Sezon 2019 był dla Andreasa Jonssona bardzo trudny. Rok temu awansował ze Speed Car Motorem Lublin i dostał szansę powrotu do PGE Ekstraligi. Jednak już w pierwszym meczu z MrGarden GKM Grudziądz doznał kontuzji, która wykluczyła go z jazdy. Po powrocie na tor kapitan beniaminka nie zachwycał. Jego średnia biegowa w zakończonym szczęśliwie dla Motoru sezonie wyniosła 1,175 pkt.
W rozmowie ze szwedzkim portalem internetowym AJ poinformował o swoim rozbracie z żużlem: -Miniony sezon był dla mnie niezwykle męczący i cieszę się, że go ukończyłem.
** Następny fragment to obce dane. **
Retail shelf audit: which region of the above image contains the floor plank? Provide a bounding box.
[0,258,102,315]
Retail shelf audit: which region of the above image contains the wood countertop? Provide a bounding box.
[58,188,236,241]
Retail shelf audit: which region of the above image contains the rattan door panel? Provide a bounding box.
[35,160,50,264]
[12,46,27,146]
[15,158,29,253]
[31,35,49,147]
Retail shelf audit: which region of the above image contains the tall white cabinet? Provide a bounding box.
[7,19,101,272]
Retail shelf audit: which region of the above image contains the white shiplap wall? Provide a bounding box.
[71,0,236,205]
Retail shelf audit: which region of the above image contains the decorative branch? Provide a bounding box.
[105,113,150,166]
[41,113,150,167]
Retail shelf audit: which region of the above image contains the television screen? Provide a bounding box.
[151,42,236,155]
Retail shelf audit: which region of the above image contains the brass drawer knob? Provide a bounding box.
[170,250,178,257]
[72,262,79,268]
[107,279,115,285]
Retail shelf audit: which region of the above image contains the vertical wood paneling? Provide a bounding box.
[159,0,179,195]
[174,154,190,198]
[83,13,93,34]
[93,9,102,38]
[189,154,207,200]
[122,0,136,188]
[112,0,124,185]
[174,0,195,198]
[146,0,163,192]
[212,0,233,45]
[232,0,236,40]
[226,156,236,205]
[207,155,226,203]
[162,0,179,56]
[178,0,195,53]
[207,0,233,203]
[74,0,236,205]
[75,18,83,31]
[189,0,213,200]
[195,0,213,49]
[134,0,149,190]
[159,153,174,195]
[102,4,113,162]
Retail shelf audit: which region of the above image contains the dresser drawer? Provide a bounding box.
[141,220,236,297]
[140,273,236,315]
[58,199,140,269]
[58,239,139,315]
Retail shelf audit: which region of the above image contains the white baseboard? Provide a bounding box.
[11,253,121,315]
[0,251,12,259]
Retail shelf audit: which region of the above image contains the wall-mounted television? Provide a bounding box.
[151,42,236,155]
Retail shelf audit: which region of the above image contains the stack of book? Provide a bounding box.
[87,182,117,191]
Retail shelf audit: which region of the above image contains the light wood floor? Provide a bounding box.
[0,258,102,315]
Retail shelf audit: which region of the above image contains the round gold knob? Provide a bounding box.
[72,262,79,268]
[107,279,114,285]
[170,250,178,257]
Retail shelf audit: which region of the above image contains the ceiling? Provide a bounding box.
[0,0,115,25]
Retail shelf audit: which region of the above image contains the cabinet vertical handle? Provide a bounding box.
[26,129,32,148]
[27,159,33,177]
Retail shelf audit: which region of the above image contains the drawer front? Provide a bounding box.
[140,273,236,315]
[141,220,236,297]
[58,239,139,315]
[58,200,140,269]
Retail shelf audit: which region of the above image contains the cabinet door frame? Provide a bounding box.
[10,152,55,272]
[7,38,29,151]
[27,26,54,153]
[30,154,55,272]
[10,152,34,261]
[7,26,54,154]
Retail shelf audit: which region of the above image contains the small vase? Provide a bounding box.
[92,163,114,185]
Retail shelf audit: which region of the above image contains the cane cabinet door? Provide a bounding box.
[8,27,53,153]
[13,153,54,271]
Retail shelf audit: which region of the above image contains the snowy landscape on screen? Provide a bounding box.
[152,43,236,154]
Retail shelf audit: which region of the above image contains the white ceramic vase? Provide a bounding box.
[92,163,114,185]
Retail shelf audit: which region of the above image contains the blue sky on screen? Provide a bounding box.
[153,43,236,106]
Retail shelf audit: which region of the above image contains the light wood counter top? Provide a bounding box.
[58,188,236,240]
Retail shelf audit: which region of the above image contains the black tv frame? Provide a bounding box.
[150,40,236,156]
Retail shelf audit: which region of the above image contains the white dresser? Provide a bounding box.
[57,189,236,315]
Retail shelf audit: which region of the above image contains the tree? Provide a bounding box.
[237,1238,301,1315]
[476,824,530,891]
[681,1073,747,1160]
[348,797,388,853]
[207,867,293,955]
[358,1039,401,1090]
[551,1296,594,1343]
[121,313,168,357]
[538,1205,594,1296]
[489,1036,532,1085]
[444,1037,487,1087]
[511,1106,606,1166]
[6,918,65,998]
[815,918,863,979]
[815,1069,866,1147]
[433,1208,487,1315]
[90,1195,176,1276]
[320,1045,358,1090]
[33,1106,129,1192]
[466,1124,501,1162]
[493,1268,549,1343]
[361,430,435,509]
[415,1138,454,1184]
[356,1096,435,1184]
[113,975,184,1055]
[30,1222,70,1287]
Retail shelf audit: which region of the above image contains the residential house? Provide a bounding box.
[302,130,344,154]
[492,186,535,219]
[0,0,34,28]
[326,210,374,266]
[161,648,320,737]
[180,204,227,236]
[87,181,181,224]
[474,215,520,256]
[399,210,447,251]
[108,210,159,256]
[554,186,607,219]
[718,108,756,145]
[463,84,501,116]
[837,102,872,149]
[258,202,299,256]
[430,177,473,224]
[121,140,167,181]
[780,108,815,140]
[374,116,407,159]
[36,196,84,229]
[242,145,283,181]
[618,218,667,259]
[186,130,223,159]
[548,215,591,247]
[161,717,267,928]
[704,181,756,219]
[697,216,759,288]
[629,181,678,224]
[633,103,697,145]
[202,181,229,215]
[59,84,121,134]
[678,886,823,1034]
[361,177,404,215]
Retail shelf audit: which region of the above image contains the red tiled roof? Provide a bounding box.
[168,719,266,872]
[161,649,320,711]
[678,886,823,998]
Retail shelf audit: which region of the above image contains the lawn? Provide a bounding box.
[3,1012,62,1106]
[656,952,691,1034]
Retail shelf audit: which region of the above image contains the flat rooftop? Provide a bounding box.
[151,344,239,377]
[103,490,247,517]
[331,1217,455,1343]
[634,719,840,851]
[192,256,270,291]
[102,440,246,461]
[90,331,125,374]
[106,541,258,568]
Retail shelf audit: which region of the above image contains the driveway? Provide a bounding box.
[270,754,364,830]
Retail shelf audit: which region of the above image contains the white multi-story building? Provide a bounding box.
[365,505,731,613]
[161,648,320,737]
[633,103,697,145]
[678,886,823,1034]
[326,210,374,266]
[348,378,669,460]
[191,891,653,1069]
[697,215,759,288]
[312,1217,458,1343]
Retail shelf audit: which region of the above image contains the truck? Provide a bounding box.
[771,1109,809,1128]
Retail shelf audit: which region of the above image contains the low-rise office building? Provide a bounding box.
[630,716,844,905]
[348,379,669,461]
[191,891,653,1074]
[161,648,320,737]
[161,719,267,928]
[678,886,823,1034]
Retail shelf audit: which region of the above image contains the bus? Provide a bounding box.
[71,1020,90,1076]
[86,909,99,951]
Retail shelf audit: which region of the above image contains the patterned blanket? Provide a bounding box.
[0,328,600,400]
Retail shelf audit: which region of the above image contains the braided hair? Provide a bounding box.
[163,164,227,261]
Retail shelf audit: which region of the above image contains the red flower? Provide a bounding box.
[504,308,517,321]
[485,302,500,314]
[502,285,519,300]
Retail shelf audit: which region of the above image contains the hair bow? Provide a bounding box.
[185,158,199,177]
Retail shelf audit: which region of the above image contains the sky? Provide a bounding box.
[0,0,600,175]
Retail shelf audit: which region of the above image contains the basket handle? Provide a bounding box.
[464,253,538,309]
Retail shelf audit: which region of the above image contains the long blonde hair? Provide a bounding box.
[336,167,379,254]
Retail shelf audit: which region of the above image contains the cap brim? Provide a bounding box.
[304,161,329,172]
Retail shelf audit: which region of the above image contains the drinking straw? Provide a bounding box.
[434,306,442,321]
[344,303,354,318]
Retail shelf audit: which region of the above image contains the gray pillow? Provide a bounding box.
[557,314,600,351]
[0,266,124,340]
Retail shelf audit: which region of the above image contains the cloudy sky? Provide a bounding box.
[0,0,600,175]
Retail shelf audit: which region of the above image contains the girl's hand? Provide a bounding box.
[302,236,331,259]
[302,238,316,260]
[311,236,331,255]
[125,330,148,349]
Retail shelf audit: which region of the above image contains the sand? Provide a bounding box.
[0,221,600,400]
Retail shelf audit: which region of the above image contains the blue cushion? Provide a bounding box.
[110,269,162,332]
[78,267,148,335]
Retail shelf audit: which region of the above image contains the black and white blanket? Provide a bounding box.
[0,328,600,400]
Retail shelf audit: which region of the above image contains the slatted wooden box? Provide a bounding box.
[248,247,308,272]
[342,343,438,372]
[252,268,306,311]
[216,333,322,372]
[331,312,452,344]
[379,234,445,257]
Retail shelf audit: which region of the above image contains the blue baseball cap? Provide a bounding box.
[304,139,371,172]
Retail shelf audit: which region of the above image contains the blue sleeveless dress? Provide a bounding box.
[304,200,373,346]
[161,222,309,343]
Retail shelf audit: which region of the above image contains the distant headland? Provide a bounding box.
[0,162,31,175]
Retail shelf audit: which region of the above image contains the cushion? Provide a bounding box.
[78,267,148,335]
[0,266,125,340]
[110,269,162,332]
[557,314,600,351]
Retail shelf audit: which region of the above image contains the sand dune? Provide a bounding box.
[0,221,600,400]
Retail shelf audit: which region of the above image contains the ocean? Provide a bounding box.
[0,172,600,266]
Walczyłem z bólem gardła, pleców i ramion. Jeżdżę na żużlu odkąd skończyłem trzynaście lat i potrzebuję przerwy. Może za jakiś czas wrócę do speedway'a.
Andreas Jonsson to były wicemistrz świata. Oprócz Speed Car Motoru Lublin w Polsce reprezentował Stal Gorzów, Włókniarza Częstochowa, Apator Toruń, Polonię Bydgoszcz, Falubaz Zielona Góra i ROW Rybnik.